Die Sessellehne

Die Sessellehne ist im Normalfall dafür gedacht, dass sich ein alter, müder Sack, wenn er von der Arbeit völlig fertig nach Hause kommt, daran anlehnen kann, um so den zerschundenden Knochen ein wenig Erholung zu gönnen. Soweit ja auch richtig – aber erklärt das mal der Katze.

Die hat nämlich nicht nur jede Art von Sitz- oder Liegefläche zu ihrem Herrschaftsbereich erklärt, nein, wenn dann mal eine solche Fläche erobert wurde – dann nimmt sich der Flusenproduzent eben den rückwärtigen Bereich zu Gemüte. Bloß nicht den alten Sack anlehnen lassen, er könnte es ja gemütlich haben und die Steuer in Form von Leckerlis und Streicheleinheiten vergessen.
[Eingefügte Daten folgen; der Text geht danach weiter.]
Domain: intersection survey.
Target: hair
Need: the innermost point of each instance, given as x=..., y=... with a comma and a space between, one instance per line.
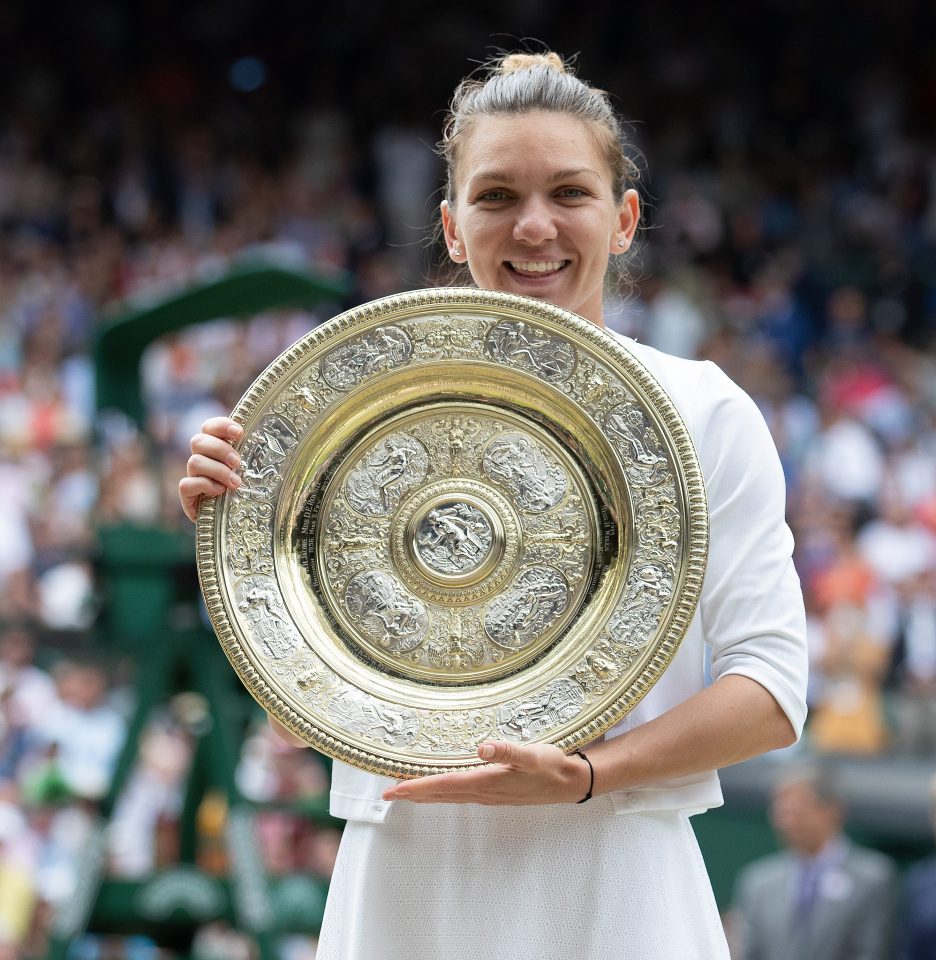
x=821, y=775
x=523, y=83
Ein sehr einnehmendes Wesen das.

Ausnehmende Wesen sind Chefs und Kollegen. Natürlich immer nur auf den eigenen Vorteil bedacht. Aber wer ist das nicht. Doch warum sich ausgerechnet gleich zwei zur gleichen Zeit operieren lassen müssen und der Dritte sich in die psychiatrische Klinik einweisen lässt – natürlich im Sommer zu Urlaubssaison – das kann sich niemandem erschliessen, der im Vollbesitz seiner geistigen Kräfte befindet.

Dann lieber den Flusinator, der jede Art von Lehne in Besitz nimmt. So ein aufgewärmter Nacken hat doch schließlich auch etwas für sich.